The work is performed by seven dancers, this time four women and three men, costumed in flesh-colored body suits, to a lovely electronic score by Ori Lichtik composed simultaneously with the choreography.  It begins with six dancers in a cluster, and one, the Sara of the title, separated from them by a few feet of space, all of them dancing the same steps. Soon the choreography for group and soloist differentiates, and at times the group functions as a kind of chorus, commenting on what the soloist is doing. Some of the score, which includes some vocalizing, reminded me a little of Meredith Monk’s early work. Visually, the costumes made the dancers look at times like Cranach’s nudes (without the hats!), at times like Chinese clay warriors.  Sara was made specifically on this company; like Dennis Spaight’s Theatre Dances, made on the Jefferson Dancers, it is about the young dancers, and shows both their strength and their vulnerability with some highly effective inward turning movement.

Alexander Ekman’s Cacti closed the show with considerable wackiness and a lesson in dance history, its narration sticking needles in the pretentious nonsense often perpetrated by the academy in the name of dance theory. I’m tempted to call it a “kitchen sink” piece, because it has everything in it, but. That’s often a pejorative, but in this instance, everything seems to work. It begins with highly theatrical shafts of light and stage smoke, and a voiceover about technology versus art and the effect of technology on primitive cultures. One male dancer, moving sideways across the stage, refers at this moment to Nijinksy’s Afternoon of a Faun, a piece that was considered primitive (shockingly so) at its 1912  premiere.

The sixteen cast members then arranged themselves in rows, seated on platforms and looking like a gamelan orchestra – and again, according to program notes, become the unseen instruments they play.  This idea isn’t exactly new, either: think of Balanchine’s Concerto Barocco, set to Bach’s Double Violin Concerto, in which the two principal women represent the two violins.  Nacho Duato, more recently, did this somewhat differently in his Multiplicity: Forms of Silence and Emptiness, also set to Bach, in which a dancer being a cellist “plays” a female dancer, who is the cello.  In Cacti the dancers stayed seated for quite a while, only moving their arms and upper bodies, but in time they got to their feet and rearranged the set pieces, in the course of which they did some explosive jumping.  The music changed, as did the lights, and the dancers went offstage and reappeared carrying a varied collection of cacti. It was an exercise in Surrealist art that summoned to mind that wonderful Picasso sculpture of a baby carriage containing a swaddled loaf of bread.
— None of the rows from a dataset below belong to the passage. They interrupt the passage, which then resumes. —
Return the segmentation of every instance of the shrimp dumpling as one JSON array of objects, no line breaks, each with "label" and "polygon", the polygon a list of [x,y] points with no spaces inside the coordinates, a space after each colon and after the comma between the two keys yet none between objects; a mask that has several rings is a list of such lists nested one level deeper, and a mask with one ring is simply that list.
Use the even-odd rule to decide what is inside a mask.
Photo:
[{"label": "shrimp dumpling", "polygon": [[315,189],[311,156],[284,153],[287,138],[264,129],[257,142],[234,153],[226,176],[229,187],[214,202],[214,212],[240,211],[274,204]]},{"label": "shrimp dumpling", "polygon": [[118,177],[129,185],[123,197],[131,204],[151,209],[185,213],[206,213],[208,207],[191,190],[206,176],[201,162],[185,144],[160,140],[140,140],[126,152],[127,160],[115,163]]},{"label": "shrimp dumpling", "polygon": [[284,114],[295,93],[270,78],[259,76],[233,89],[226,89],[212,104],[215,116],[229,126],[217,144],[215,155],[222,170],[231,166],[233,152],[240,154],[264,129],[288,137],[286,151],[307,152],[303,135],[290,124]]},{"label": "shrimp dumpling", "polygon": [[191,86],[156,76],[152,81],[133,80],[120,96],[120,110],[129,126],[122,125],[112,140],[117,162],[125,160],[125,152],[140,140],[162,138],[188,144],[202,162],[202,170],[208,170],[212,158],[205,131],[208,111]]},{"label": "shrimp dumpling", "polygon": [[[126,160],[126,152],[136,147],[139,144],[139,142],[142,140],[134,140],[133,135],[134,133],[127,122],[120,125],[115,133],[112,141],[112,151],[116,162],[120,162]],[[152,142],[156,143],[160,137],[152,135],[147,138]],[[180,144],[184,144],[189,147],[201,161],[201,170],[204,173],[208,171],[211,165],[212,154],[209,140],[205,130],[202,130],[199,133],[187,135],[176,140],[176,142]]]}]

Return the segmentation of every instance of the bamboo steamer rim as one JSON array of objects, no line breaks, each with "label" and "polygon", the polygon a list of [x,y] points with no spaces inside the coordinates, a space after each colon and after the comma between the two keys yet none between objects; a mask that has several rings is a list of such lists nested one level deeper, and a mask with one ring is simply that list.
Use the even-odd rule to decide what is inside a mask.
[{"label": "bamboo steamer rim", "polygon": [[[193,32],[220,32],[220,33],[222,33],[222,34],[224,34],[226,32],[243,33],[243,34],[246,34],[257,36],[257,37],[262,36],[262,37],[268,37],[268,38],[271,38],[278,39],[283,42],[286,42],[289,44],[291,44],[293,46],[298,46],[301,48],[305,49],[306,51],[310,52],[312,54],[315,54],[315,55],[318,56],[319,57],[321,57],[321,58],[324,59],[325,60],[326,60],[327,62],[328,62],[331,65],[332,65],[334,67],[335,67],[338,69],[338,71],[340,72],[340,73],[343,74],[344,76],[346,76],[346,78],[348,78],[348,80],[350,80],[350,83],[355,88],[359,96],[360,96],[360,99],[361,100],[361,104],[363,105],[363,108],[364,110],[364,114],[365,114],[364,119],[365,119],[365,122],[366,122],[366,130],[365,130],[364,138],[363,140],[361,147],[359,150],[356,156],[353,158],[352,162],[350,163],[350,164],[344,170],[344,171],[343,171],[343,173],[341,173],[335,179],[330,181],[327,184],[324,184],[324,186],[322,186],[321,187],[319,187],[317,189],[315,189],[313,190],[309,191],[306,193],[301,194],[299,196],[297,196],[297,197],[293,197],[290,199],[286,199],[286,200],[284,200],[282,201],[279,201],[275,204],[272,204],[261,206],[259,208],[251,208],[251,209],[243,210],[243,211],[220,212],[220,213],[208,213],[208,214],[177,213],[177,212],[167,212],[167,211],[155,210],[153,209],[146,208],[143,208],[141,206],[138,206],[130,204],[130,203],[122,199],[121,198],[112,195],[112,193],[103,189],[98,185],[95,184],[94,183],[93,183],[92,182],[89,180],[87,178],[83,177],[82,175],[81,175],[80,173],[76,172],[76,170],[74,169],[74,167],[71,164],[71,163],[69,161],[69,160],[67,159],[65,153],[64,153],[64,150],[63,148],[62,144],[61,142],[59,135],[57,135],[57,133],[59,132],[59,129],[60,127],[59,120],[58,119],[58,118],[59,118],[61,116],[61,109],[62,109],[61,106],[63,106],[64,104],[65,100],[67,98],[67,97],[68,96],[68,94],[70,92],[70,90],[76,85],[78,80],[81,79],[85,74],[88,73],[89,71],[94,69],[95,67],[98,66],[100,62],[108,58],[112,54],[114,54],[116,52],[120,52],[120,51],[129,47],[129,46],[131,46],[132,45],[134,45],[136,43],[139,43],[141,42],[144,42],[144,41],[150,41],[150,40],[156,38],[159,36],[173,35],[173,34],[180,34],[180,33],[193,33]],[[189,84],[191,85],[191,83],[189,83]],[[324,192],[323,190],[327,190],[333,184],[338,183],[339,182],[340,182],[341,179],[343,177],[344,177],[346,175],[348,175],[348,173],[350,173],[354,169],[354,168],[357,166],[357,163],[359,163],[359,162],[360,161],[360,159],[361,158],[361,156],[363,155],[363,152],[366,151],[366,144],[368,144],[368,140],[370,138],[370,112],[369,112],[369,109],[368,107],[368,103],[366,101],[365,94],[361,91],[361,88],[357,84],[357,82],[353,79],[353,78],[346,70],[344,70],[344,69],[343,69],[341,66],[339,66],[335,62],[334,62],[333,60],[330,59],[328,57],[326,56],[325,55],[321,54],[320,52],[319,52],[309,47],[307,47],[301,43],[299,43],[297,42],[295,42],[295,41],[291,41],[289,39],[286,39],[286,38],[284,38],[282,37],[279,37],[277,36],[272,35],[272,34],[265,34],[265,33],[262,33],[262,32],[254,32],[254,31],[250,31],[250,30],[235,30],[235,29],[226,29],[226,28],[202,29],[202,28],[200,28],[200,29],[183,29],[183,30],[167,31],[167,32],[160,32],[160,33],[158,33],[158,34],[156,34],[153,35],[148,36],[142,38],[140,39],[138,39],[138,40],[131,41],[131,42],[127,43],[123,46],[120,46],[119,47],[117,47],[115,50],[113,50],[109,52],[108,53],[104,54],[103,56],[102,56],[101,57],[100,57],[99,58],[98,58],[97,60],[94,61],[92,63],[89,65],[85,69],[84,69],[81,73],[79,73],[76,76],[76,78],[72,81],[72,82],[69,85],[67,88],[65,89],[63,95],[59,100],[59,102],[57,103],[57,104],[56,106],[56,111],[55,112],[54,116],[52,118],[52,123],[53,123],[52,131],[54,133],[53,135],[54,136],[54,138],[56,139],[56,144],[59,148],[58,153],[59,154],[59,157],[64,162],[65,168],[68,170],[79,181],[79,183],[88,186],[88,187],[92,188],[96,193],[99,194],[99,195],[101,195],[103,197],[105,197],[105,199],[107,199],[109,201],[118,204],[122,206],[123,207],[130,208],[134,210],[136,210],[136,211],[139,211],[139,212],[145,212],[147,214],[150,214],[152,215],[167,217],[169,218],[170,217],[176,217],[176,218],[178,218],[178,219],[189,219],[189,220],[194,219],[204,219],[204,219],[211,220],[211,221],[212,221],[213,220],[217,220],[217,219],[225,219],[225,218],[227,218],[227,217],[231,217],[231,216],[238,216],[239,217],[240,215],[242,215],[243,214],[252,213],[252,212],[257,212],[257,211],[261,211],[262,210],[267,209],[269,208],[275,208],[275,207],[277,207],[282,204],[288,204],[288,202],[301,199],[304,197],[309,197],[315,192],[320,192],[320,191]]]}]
The ensemble movement is highly innovative and interesting, but the high point of Cacti is a little duet, inserted toward the end, two dancers rehearsing together, with what they’re thinking appearing in cartoon balloons over their heads that maybe echoes the rehearsing dancers in Jerome Robbins’ version of Afternoon of a Faun. “I can’t do this any more,” she says, and he says, “But what about the cat?” – so you realize there’s more than rehearsing going on with this couple, as a stuffed toy cat falls to the floor from the flies, with a resounding, literally boneless thump. The piece concludes with the dancers engaged in a final and interesting rearrangement of the set pieces, plus the cacti, which are an integral part of the absurdity.

It’s been more than ten years since NDT2 performed here, five years since they performed in New York, where they danced at the Joyce just before coming to Portland.  That’s way too long between laughs.